Ronald Reagan was the greatest president of the 20th century and the most conservative president since Calvin Coolidge. But he still left office without abolishing a single Cabinet-level department and only one government program of any great size. The federal budget exceeded $1 trillion under his watch. We amassed more debt than was necessary to win World War II. Conservative goals remained unrealized on abortion, school prayer, the role of government, rescinding the Great Society and New Deal and numerous other areas.

Were the Democrats culpable in any of this? Yes. Was this all Reagan's fault? No. But it does illustrate that even with a successful president who is a committed conservative, the left's handiwork is difficult to undo and government still tends to grow. What has George W. Bush done to show he would make things better as opposed to slowing the rate at which they get worse?

True, he would likely have a Republican Congress. But this is the same Republican Congress that outspent Bill Clinton by $5 billion in the 1997 budget agreement and is now busily shattering the budget caps that agreement set. Federal programs that Republicans would oppose if proposed by Clinton or Gore will pass when suggested by Bush. When the elder Bush was president, some of the most conservative Republicans in Congress voted for expansions of government out of loyalty to the president.

The problem conservatives have is that they too often simply seek to block or slow down liberal initiatives rather than stop and reverse them. They make compromises with the welfare state rather than restoring our constitutional republic. This makes their Republican champions preferable to the Democrats, but insures that eventually the liberals will get what they want. Republicans are always opposing the next big liberal initiative while accepting each preceding one as irreversible. So when the Republicans are beaten on the New Deal, they just accept its legitimacy and move onto fighting the Great Society. When that battle is lost, they support the Great Society but oppose national health insurance.

Fighting on this terrain gives the liberals as much of an advantage as in a hockey game where only one team is trying to score and the other is made up entirely of goalies. Unless the Republicans can come up with an infallible goalie, the Democrats will eventually score and inevitably win.

In this election, Pat Buchanan will almost certainly be the Reform Party nominee. He is not perfect. But he invokes the Constitution, rather than the latest clever think-tank policy paper. He would oppose unconstitutional military interventions around the globe that are not in our vital national interest. He would name a pro-life Supreme Court, repeal the graduated income tax, offer a larger net tax cut than Bush, abolish unconstitutional Cabinet agencies and unapologetically defend the Second Amendment.

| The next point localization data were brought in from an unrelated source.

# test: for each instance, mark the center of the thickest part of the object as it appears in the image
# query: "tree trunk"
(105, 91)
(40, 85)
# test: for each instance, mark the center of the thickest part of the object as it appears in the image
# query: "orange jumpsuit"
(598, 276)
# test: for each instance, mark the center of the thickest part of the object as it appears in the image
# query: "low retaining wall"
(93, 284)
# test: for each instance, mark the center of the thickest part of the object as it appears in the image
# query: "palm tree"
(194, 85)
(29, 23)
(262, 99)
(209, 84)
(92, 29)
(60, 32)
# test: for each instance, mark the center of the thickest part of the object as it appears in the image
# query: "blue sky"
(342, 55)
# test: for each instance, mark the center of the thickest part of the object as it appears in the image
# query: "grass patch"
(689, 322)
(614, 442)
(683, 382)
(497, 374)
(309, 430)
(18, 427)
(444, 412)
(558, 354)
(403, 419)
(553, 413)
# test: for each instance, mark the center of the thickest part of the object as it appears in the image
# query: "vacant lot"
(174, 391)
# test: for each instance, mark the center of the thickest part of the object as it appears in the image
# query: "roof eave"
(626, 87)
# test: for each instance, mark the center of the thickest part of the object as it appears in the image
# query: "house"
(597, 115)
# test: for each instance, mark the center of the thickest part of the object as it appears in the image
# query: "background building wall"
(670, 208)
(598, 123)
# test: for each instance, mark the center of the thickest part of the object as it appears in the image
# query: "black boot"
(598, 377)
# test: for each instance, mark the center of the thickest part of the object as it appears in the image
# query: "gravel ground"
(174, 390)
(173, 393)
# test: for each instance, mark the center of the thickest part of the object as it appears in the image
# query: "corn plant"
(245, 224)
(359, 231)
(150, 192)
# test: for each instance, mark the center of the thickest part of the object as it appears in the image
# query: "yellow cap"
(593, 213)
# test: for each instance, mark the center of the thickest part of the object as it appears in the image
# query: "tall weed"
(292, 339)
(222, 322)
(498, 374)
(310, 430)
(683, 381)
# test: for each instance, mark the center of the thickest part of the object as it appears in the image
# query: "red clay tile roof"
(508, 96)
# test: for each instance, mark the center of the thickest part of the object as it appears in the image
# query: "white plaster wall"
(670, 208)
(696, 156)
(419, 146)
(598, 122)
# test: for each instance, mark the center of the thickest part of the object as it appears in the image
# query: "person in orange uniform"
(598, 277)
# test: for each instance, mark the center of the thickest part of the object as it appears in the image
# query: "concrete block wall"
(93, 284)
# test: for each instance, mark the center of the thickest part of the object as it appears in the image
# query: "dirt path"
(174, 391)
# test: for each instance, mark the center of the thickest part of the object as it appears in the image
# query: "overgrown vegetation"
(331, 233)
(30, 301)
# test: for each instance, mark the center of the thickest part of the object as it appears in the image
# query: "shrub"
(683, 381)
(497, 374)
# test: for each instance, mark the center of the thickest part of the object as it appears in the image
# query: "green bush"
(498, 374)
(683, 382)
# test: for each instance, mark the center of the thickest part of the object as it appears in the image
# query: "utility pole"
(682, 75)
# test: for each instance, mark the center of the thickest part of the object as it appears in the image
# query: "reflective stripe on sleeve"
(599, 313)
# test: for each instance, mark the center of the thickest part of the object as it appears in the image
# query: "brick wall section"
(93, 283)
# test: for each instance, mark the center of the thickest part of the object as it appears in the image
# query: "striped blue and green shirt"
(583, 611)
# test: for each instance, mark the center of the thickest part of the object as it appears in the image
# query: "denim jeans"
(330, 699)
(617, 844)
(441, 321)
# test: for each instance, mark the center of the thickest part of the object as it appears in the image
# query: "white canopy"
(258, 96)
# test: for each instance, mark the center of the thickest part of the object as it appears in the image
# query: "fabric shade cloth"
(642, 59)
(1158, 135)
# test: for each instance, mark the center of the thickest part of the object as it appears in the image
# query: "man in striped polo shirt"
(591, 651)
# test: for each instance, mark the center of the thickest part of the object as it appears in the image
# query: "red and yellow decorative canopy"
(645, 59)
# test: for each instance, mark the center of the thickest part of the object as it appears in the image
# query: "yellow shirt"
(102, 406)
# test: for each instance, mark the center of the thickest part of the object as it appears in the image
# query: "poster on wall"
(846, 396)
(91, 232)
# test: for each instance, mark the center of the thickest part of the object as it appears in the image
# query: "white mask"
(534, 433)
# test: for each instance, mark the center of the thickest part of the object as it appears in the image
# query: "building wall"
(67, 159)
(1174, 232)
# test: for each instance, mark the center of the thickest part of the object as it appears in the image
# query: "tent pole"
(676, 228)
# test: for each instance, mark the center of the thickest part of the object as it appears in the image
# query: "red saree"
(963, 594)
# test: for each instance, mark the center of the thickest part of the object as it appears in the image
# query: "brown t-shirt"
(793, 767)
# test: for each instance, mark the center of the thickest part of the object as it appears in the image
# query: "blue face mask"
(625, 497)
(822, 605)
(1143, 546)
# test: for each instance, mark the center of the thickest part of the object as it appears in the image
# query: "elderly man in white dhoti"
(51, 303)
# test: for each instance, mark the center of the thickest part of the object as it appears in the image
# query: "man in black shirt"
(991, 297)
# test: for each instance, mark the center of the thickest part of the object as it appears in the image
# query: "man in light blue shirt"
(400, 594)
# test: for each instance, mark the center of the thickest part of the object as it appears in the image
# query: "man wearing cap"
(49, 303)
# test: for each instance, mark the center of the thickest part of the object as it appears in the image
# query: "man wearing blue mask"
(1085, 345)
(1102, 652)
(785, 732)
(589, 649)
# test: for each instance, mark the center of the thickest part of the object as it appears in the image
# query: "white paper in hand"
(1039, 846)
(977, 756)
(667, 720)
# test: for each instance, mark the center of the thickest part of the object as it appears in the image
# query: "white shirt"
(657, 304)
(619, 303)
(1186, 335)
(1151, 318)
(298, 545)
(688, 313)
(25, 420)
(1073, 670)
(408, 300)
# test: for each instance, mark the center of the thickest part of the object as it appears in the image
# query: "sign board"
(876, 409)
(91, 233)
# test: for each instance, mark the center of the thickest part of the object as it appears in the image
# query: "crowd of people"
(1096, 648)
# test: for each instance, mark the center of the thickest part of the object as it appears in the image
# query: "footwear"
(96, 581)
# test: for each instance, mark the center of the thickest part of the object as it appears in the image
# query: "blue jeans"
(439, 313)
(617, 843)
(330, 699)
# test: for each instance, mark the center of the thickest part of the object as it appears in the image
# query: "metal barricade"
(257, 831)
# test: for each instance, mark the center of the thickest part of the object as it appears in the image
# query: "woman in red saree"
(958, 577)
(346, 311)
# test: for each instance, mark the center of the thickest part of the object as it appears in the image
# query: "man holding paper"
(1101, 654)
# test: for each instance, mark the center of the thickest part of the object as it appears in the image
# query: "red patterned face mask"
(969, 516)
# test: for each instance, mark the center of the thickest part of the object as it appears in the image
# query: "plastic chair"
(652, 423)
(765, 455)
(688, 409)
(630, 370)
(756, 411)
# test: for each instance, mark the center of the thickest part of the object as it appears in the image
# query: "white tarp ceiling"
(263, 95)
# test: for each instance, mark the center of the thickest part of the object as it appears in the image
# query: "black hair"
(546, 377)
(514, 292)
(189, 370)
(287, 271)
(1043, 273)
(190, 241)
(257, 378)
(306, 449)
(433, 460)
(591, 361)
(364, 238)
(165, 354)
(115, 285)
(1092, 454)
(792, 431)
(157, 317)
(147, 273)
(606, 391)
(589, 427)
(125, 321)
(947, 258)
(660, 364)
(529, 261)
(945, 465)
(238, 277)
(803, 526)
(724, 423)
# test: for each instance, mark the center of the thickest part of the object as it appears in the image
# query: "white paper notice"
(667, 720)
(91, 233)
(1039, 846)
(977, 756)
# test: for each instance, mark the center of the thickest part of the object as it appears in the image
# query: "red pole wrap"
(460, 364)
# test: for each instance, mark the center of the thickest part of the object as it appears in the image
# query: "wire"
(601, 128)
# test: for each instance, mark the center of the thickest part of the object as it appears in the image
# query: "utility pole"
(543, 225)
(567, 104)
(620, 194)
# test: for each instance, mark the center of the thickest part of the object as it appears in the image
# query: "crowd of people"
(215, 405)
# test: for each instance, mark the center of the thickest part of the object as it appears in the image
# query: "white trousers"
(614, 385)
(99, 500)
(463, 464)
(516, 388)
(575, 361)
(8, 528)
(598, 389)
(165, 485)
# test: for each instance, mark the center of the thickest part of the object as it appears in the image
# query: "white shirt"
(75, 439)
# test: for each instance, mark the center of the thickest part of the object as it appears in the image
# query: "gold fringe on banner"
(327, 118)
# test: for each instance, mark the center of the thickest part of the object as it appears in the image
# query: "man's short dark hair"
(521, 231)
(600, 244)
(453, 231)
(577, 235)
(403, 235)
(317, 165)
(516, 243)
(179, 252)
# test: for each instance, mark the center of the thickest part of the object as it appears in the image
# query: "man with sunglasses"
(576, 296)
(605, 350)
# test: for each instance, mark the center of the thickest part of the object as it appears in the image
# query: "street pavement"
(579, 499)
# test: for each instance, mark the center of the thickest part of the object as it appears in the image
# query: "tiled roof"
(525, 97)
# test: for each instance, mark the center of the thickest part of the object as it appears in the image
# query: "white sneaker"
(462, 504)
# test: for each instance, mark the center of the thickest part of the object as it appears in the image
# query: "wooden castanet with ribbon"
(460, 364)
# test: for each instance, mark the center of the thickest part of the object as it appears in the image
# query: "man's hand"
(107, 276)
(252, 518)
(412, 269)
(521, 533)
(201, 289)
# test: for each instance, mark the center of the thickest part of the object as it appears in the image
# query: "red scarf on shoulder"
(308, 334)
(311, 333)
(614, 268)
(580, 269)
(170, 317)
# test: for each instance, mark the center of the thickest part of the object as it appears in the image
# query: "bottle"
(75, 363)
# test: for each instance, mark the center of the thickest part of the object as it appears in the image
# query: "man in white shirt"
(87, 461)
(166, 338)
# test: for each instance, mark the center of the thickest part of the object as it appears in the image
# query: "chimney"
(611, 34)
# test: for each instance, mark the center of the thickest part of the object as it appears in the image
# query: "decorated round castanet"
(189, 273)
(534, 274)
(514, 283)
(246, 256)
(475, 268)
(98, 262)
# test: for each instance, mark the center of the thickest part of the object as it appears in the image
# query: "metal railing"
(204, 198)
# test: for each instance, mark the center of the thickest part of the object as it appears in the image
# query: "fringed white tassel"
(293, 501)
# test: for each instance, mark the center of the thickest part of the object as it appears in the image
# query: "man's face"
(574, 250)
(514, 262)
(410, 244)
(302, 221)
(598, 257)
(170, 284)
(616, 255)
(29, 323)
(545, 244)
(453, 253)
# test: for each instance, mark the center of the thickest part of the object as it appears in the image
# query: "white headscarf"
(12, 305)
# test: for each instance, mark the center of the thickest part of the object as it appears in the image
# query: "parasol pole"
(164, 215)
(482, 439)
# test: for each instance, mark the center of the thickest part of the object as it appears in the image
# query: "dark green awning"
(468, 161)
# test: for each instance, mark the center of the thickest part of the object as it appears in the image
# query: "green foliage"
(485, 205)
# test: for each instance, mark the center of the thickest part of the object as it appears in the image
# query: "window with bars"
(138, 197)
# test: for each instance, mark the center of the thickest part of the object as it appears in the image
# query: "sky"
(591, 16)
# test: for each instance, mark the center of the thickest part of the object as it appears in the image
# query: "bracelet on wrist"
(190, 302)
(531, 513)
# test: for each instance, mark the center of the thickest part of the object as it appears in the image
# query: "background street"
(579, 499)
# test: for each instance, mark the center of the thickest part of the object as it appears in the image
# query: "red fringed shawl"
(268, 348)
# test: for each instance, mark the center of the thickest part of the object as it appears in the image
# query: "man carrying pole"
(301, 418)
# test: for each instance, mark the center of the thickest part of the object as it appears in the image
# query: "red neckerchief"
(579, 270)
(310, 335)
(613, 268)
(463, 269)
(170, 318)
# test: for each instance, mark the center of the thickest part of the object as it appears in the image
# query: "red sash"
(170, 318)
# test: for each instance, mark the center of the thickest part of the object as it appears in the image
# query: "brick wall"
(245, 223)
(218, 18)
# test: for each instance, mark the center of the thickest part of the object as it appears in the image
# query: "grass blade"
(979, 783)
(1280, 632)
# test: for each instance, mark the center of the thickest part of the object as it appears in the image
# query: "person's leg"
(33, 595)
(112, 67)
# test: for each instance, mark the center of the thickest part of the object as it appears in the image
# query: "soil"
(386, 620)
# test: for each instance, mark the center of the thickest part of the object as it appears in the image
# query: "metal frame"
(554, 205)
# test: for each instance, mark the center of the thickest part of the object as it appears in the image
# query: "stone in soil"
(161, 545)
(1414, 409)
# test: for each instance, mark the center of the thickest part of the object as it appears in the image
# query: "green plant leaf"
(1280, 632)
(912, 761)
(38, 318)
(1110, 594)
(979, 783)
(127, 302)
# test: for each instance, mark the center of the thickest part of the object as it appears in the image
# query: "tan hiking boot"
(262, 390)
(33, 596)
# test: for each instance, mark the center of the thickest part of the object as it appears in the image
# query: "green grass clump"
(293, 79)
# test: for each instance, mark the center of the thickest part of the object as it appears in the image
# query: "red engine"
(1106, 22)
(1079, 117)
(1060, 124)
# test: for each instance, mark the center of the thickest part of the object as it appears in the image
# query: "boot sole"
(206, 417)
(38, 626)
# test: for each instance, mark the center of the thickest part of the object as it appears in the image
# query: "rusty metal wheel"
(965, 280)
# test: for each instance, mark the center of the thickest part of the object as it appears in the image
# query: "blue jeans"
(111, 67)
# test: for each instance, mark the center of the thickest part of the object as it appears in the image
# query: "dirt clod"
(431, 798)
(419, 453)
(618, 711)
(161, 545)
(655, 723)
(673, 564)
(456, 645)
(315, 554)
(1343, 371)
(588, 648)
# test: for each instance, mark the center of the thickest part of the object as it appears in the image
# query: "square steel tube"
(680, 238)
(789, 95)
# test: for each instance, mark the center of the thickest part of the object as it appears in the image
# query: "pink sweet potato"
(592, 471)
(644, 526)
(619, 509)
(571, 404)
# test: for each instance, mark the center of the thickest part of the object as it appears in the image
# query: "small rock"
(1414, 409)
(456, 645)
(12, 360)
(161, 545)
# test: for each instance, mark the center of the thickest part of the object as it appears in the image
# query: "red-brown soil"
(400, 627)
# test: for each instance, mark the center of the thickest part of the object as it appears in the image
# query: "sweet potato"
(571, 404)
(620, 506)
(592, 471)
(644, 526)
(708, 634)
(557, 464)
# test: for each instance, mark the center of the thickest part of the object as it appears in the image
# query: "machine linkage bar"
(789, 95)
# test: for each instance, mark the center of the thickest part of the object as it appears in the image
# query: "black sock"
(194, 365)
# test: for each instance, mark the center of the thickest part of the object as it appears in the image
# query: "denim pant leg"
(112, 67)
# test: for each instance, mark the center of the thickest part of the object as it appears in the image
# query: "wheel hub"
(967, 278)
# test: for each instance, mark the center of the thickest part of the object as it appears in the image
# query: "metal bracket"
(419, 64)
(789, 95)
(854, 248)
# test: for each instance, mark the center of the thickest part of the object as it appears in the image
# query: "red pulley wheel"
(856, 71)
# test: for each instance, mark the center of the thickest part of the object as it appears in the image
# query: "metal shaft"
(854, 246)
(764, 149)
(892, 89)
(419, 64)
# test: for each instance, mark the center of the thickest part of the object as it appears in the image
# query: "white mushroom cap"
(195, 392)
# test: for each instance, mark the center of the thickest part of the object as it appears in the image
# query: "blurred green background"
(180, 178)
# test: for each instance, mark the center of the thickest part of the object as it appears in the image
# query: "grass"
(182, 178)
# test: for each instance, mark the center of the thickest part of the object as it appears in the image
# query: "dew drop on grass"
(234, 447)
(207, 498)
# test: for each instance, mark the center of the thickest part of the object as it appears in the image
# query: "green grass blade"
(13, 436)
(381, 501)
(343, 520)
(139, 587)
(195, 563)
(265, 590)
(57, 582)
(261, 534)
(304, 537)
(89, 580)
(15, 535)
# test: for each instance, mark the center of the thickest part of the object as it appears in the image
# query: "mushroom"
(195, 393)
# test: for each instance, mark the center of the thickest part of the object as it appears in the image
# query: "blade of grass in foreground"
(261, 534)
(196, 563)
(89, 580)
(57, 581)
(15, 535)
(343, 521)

Most states will also have the option an even more consistent champion of constitutional government, conservative activist Howard Phillips running on the Constitution Party ticket.

Bush would be substantially better than Gore. The question remains however whether Bush would take us down an entirely different path than Gore, or simply take us on a slower walk down the same path. Both are possible, and Ramesh Ponnuru has an excellent article in National Review on Bush's Social Security reform proposal that points to the former. I however see many indications of the latter. It is up to Bush to show which way he would go.